All Tomorrow's Parties 

Against Tomorrows Sky comin straight from the underground

Once again, Colorado Springs has the military to thank for one of the cornerstones of the local music scene. Mike Stephens, one of two singers/guitar players in the indie-rock outfit Against Tomorrow's Sky, came here in 1986 when his father was transferred to Fort Carson for his last assignment. When his father decided to stay here after retirement, so did Stephens.

After graduating from Doherty High School in 1989, Stephens and fellow classmate Jeff Fuller formed their first band, the Zimbricks (named after a teacher at Doherty).

"The Zimbricks were just really bad college rock. We liked R.E.M. and it was real jingly-jangly. That was when the Auto No was king of the music heap here in town," Stephens said. "That was a lot of fun. Then things here became pretty metal."

In 1995, a few years after the Zimbricks died out, Stephens and Fuller reunited again to form Girth, an indie-rock band that never really caught on. Girth broke up in 1998 and Fuller and Stephens parted ways until 2000, when they decided to get back together once more -- though this time without any serious intentions.

"In the summer of 2000 Jeff and I hooked up with Michael Nipp (bass) and Shawn Stafford (drums). It was the first time either of us had been in a band that had any real chemistry," said Stephens. "Once we started playing with [Michael and Shawn], the sound started shaping into what we'd always wanted. ... With Girth it was mostly lows, but with Against Tomorrow's Sky we tapped into something that people liked right off the bat, so it motivated us to get serious."

They quickly acquired a devoted local following and ATS began playing gigs at places like 15th St. Tavern in Denver and The Fox in Boulder -- gigs that gave them the opportunity to open for bands like Pedro the Lion, Girls Against Boys, and Cursive.

This exposure also garnered them a growing fan-base in Denver, and before long ATS had put together enough material for an album. They began recording at the famed 8 Houses Recording in Denver with Matt Van Leuven, former bass player for The Gamits, in late 2000 and early 2001.

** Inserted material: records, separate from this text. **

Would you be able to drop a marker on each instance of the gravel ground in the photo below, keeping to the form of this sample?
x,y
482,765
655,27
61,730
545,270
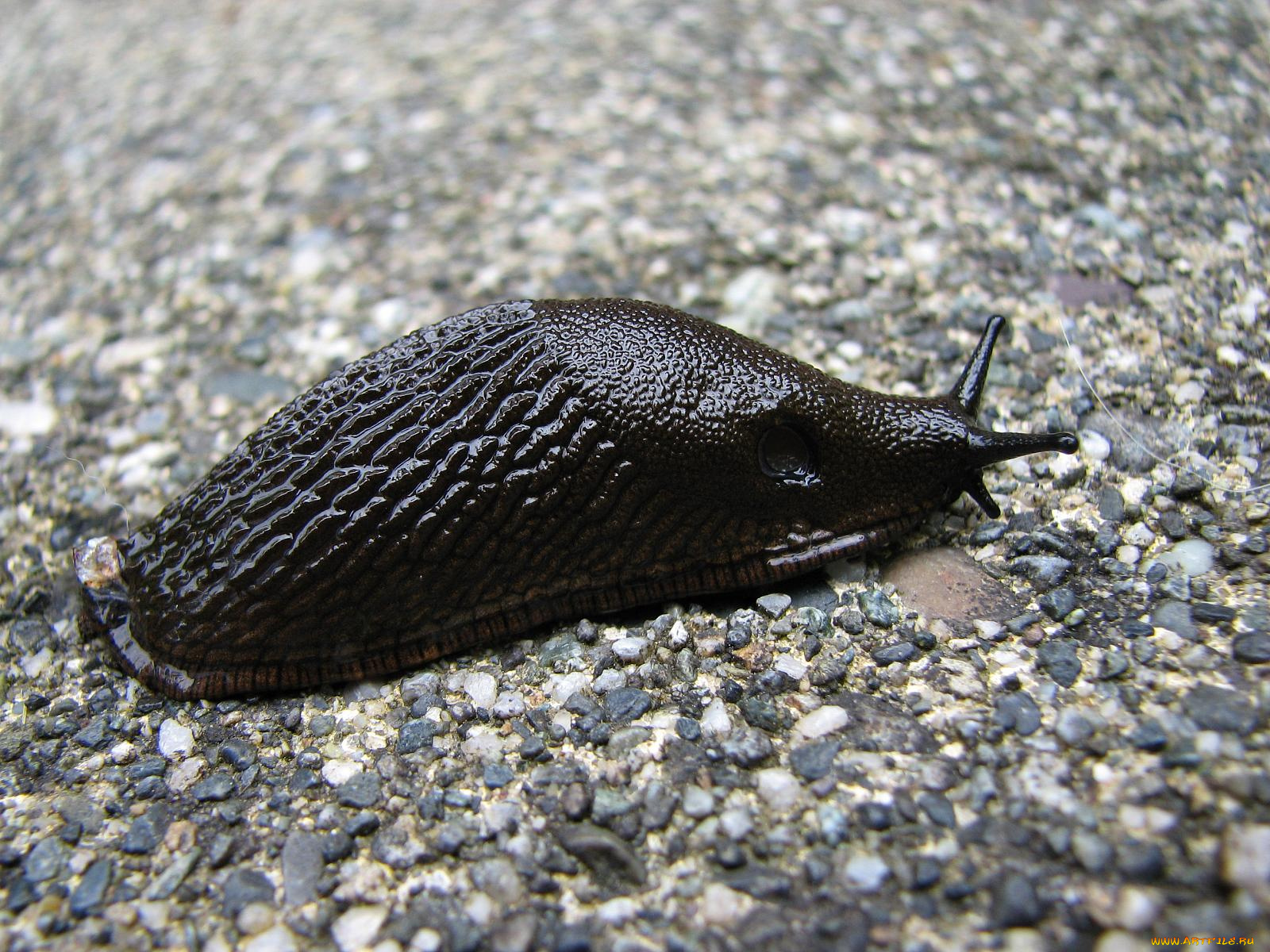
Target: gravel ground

The result was Jump the Hedges First (released in October 2002 on Universal Warning Records), a riff-driven rock album that touches down somewhere in the strange gulf between first-wave '80s hard rock and a conglomerate of '90s sounds with good old love lyrics that just barely graze the outer pastures of sentimentality.

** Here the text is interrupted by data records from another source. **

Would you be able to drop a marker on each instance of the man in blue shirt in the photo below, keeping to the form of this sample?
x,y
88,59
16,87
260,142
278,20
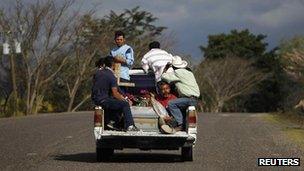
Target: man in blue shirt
x,y
105,93
123,54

Stephens attributes ATS's sound to differences in the various members' ages. "For me and Jeff, it was Van Halen and AC/DC, whereas for Mike and Shawn, it was Nirvana. It's hard to pinpoint our sound, but I think it's something in between. I'm not saying we're the most original rock band in the world, but it's a sound that isn't easily classifiable."

Whatever the sound, the foursome have found themselves at the top of a rising tide of local musicians who are gaining large fan bases both in and outside Colorado Springs. After their show this New Year's Eve with 34 Satellite, Idiolectic Conception and Dirty Day, ATS will headline the Bluebird in Denver -- on a Friday night, a huge and definitive sign of their growing popularity.

Like so many other local bands, ATS has had to struggle with the lack of local recognition and the scarcity of venues. Nevertheless, Stephens remains optimistic about the burgeoning number of talented local bands who've decided to stick it out here.

"I've always been pretty cynical about the scene, but now I can think of about eight bands I'd go see any time," he said.

For the immediate future, ATS has plans to go back into the studio to record a split album with 34 Satellite -- a Denver band that recently recorded an EP with help from J. Mascis of Dinosaur Jr. -- and already has a new album's worth of material that Stephens hopes to begin recording in March.

"The new album should have more going on, and it's a step up in terms of song-writing," said Stephens. "We're really comfortable with each other now, and you can tell."

If ATS cracks the bubble of insularity that has so kept so many musicians tucked tightly into the folds of Pikes Peak, they'll have earned it. "We're not afraid of success," said Stephens. "I never had any delusions of grandeur living here. We still don't. It's just a matter of how motivated and lucky you are."